一根接著一根,宋朝皺著眉——不過他在劇組也不會有皺眉和橫眉怒目之外的表情就是了——“寄北的人選還沒找到麽?”

郭寶鈞的臉耷拉得更厲害了些,“要我說,還是那小孩兒合適。”

“可他不會演戲。”相貌氣質都好,簡直不能更符合人設,可是沒有任何表演經曆的人真的能在鏡頭前做到完美?

武指組長扔下煙頭,“要麽,就是這個空有臉不會演戲的;要麽就是那幾個童星,你覺得他們演技能好到哪裏去?”要說還是宋朝有強迫症,否則寄北又不是什麽重要人物,隨便找個娃娃臉的年輕人糊弄過去就好,何至於這麽長時間連角色都還沒定下來——當初男女主角可是很快就確定了。

又抽掉兩根煙,在沙地上摁滅煙頭,宋朝下定決心:“就是濮陽了,你去教,教會為止。”寄北不是重要人物,卻是塑造男主角蘇勉的關鍵人物,若是選不好,故事就缺乏說服力,連蘇勉也容易被人說成是虛偽。

合作多年,宋朝從老友的沉默中看出一點為難來,問:“怎麽,那孩子不聽話?”

郭寶鈞苦笑:“倒也不是……”濮陽不是那種會給人找麻煩的孩子,可他太有主意,絕不會聽話就是了!“我說怕是不行,他不是馬二少帶來的麽,讓他去說。”少年一副聽調不聽宣的架勢,讓武指組長確信自己支使不動他。

武指組裏居然還有他管不到的人?宋朝奇怪地看老友一眼,轉身去尋馬致遠。

*

“不。”少年一口拒絕,叫前來幫忙說項的馬致遠呆了一下,忍不住嘬一下牙花:“我說,別人都巴不得指著這部戲出名呢,你以為非你不可?後麵可還有好幾個人排隊等著試鏡呢。
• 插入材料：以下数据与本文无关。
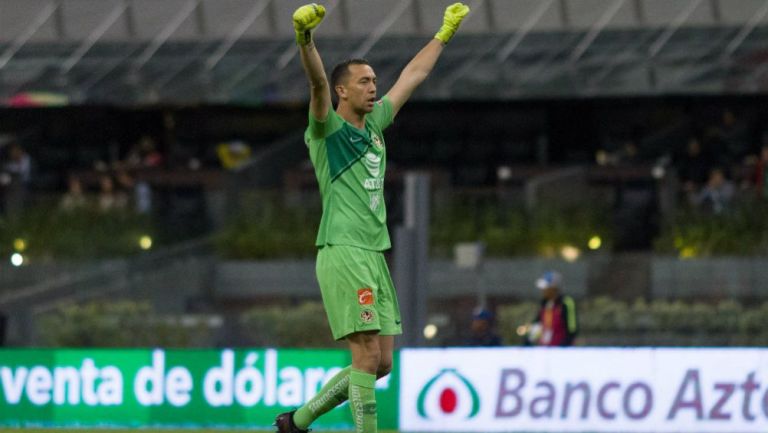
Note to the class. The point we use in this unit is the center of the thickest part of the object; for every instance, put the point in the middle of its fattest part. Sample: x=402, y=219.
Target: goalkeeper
x=347, y=149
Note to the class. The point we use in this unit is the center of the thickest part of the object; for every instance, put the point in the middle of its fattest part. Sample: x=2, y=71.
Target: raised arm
x=417, y=70
x=305, y=19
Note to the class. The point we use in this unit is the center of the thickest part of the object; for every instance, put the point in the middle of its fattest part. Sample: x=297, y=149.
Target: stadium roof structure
x=135, y=52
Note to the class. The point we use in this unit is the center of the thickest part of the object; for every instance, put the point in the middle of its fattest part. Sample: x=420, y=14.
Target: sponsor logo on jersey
x=366, y=316
x=376, y=141
x=365, y=296
x=373, y=183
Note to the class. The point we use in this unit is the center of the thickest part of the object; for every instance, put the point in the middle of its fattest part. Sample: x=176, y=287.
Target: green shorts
x=357, y=291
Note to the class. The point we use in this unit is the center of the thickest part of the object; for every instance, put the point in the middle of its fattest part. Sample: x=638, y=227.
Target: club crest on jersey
x=366, y=316
x=372, y=164
x=365, y=296
x=376, y=141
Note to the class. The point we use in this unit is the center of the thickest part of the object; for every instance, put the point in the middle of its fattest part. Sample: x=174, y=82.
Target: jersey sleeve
x=382, y=113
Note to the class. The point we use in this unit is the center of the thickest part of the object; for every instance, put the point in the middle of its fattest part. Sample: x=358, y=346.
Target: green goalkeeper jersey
x=349, y=165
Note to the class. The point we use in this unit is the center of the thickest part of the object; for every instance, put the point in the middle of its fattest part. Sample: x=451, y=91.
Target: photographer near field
x=555, y=323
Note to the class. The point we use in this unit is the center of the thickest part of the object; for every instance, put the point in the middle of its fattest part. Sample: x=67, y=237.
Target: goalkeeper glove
x=454, y=14
x=305, y=19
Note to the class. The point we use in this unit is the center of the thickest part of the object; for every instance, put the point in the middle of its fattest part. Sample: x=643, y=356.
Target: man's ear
x=341, y=92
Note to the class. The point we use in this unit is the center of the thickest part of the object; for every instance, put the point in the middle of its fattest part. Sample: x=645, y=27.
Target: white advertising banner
x=584, y=390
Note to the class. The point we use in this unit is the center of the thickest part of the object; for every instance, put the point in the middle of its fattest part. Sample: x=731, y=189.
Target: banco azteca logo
x=448, y=395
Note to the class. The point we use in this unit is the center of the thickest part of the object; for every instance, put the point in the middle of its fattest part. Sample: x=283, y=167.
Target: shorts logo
x=365, y=296
x=366, y=316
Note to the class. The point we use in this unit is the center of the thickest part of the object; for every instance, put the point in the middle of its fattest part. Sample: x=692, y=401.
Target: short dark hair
x=341, y=71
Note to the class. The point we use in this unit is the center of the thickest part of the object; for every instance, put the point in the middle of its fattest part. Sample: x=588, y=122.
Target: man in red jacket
x=555, y=323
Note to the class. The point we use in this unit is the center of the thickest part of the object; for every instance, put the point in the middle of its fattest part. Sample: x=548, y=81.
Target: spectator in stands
x=233, y=154
x=144, y=154
x=74, y=198
x=555, y=323
x=717, y=194
x=760, y=177
x=482, y=330
x=693, y=167
x=17, y=175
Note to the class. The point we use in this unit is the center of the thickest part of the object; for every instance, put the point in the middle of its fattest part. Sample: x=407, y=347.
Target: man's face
x=359, y=90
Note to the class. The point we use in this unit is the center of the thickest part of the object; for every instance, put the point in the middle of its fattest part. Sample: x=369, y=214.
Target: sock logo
x=448, y=395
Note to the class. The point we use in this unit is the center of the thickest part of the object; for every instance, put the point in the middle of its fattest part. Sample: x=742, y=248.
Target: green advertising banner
x=156, y=387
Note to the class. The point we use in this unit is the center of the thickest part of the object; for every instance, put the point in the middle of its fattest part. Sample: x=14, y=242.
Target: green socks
x=330, y=395
x=356, y=385
x=362, y=401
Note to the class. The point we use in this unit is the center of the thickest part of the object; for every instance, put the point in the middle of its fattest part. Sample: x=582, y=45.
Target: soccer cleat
x=284, y=423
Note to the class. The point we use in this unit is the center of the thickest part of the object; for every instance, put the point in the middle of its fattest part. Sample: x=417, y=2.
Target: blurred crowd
x=715, y=164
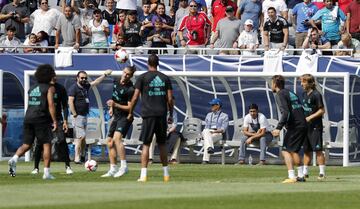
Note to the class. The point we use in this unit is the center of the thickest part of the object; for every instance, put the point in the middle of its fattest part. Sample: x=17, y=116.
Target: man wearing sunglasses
x=79, y=104
x=216, y=124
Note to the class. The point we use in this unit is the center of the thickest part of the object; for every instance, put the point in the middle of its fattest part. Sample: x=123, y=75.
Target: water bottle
x=250, y=159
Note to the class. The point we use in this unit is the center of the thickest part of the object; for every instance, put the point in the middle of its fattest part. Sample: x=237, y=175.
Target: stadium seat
x=191, y=131
x=238, y=127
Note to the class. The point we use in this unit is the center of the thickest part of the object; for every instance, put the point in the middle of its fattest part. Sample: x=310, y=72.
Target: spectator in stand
x=197, y=25
x=9, y=40
x=201, y=5
x=153, y=6
x=353, y=19
x=315, y=41
x=227, y=32
x=120, y=42
x=145, y=18
x=347, y=42
x=68, y=25
x=248, y=39
x=250, y=9
x=330, y=17
x=16, y=14
x=98, y=30
x=42, y=38
x=32, y=5
x=218, y=12
x=302, y=14
x=216, y=124
x=292, y=26
x=279, y=5
x=319, y=3
x=111, y=15
x=168, y=23
x=132, y=30
x=256, y=130
x=126, y=4
x=44, y=19
x=120, y=23
x=182, y=11
x=275, y=32
x=3, y=3
x=32, y=42
x=86, y=15
x=158, y=37
x=343, y=4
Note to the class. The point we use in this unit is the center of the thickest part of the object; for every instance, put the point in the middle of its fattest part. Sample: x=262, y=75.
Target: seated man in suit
x=216, y=124
x=256, y=129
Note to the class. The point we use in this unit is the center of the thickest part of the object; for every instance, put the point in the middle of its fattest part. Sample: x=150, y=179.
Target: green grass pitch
x=191, y=186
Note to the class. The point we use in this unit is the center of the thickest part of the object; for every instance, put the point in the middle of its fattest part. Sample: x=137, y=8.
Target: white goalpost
x=1, y=103
x=179, y=76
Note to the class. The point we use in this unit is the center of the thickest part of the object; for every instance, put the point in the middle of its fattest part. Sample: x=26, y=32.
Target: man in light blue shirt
x=330, y=17
x=302, y=13
x=250, y=9
x=216, y=124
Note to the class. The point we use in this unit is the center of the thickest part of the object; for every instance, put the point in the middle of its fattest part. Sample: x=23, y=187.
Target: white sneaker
x=35, y=171
x=110, y=173
x=121, y=172
x=69, y=171
x=12, y=168
x=48, y=177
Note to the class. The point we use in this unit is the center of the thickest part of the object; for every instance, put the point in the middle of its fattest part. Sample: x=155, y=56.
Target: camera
x=13, y=14
x=306, y=23
x=194, y=35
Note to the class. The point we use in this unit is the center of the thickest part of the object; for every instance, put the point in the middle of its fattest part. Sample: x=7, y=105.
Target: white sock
x=300, y=172
x=15, y=158
x=291, y=174
x=46, y=171
x=306, y=170
x=322, y=169
x=123, y=164
x=166, y=171
x=113, y=167
x=143, y=173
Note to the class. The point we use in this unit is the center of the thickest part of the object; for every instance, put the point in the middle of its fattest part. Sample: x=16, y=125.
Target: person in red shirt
x=353, y=19
x=343, y=4
x=218, y=11
x=197, y=25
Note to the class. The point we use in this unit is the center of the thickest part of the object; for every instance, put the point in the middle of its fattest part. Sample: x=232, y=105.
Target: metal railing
x=180, y=50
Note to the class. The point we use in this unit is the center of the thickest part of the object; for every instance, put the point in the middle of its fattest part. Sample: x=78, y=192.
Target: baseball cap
x=215, y=101
x=229, y=9
x=249, y=22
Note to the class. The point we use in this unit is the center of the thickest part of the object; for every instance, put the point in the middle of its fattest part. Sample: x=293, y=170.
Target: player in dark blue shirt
x=293, y=118
x=119, y=104
x=314, y=110
x=156, y=99
x=40, y=116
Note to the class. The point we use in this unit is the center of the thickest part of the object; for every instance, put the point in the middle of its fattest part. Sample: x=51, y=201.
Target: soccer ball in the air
x=91, y=165
x=121, y=56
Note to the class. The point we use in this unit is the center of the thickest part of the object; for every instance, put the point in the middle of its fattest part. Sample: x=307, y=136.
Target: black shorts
x=151, y=126
x=313, y=141
x=42, y=132
x=294, y=139
x=59, y=134
x=120, y=124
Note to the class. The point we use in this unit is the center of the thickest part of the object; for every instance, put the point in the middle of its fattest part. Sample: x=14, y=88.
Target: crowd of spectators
x=93, y=26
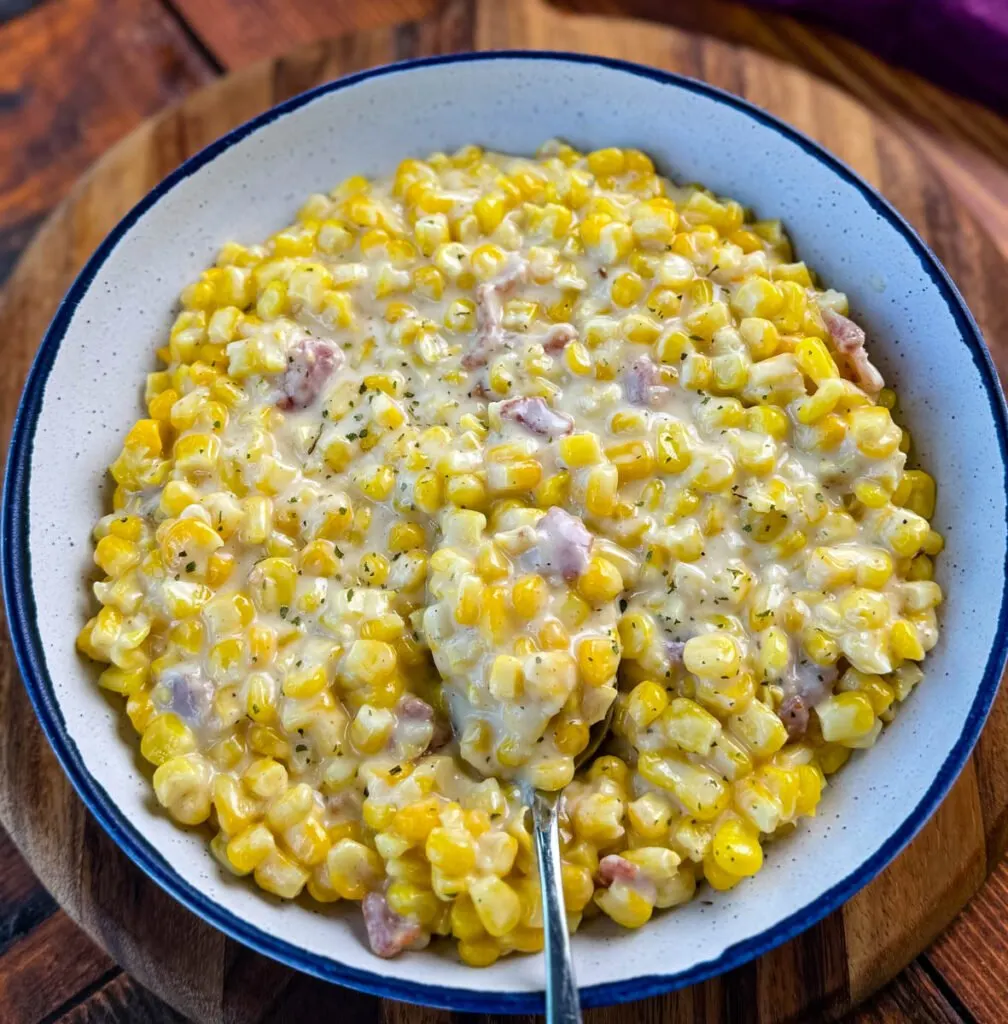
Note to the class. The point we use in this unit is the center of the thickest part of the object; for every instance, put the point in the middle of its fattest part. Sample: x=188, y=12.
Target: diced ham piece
x=804, y=685
x=490, y=314
x=794, y=714
x=310, y=361
x=414, y=727
x=388, y=932
x=191, y=694
x=558, y=337
x=849, y=341
x=640, y=382
x=536, y=417
x=614, y=869
x=562, y=544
”

“那就讓他們去。”少年仍是握著屬於肖臨淵的細劍,試圖設計一套新動作,眉眼紋絲不動,細劍以一個不可思議的角度刺出,堪堪停在馬二少胸前。

馬二少嚇了一跳,後退一步,連聲道:“許孟寧使不出這招!”濮陽這才收劍,轉而琢磨起其他動作,總之就是不大想搭理他。

可憐的製片人看得寒毛直豎,同情起要跟著濮陽學習劍招的許孟寧。過了好一會兒,他才問:“你不覺得寄北很像你麽?”《非楚》中,蘇勉在泛濫的黃河邊撿到一個孤兒,彼時他正想往北邊寄一封信,便指河為姓、因事為名,為那孩子取名“何寄北”。

“不像。”劇本中對何寄北的描述隻有寥寥幾筆,左右離不開冷漠孤僻等形容詞,濮陽覺得自己跟他完全不一樣!

最重要的是,演戲與他的本性相違背——他自小所受訓練,是隱藏自己,越是暴露便越是危險。他來到這個世界,已是吸引了太多目光,而表演……他知道那會使自己暴露在數以萬計陌生人眼中。

盡管知道這個世界還算安全,可天性如此,他定然難以習慣,更難達到導演所要求的效果。

然而馬致遠並不打算放棄,他太知道濮陽的弱點和愛好了:“你看,給你加錢好不好?按演員片酬來。”從西青賽那時候他就知道,對付這少年說榮譽說道德都沒用,唯有實實在在的好處才能打動他。

濮陽看他一眼,心頭微動殺機:這人一副拿捏住他弱點的嘴臉,著實可惡!好在他忍了下來,想想自己賺錢養家的大業,想想馬二少帶給他的機遇,決定放過他這一回。

“我不會演戲,得有人教我。”答應了的事,必要做到最好,這也是他的原則。

馬致遠笑起來:“放心!影帝親自教你。”

“……”殺雞焉用牛刀?那是堂堂影帝哪裏想不開要親自教他?要知道男二號許孟寧天天指望著段影帝傳他一兩手,至今也沒能得償所願呢。

濮陽不知道這是宋朝的決定。因為劇情中,何寄北是被蘇勉親自養大,為了培養出寄北與男主角的默契,他與段明湛必須在工作時間以外有所接觸,並且要在一段時間內相當親密,才能演出宋朝想要的感覺。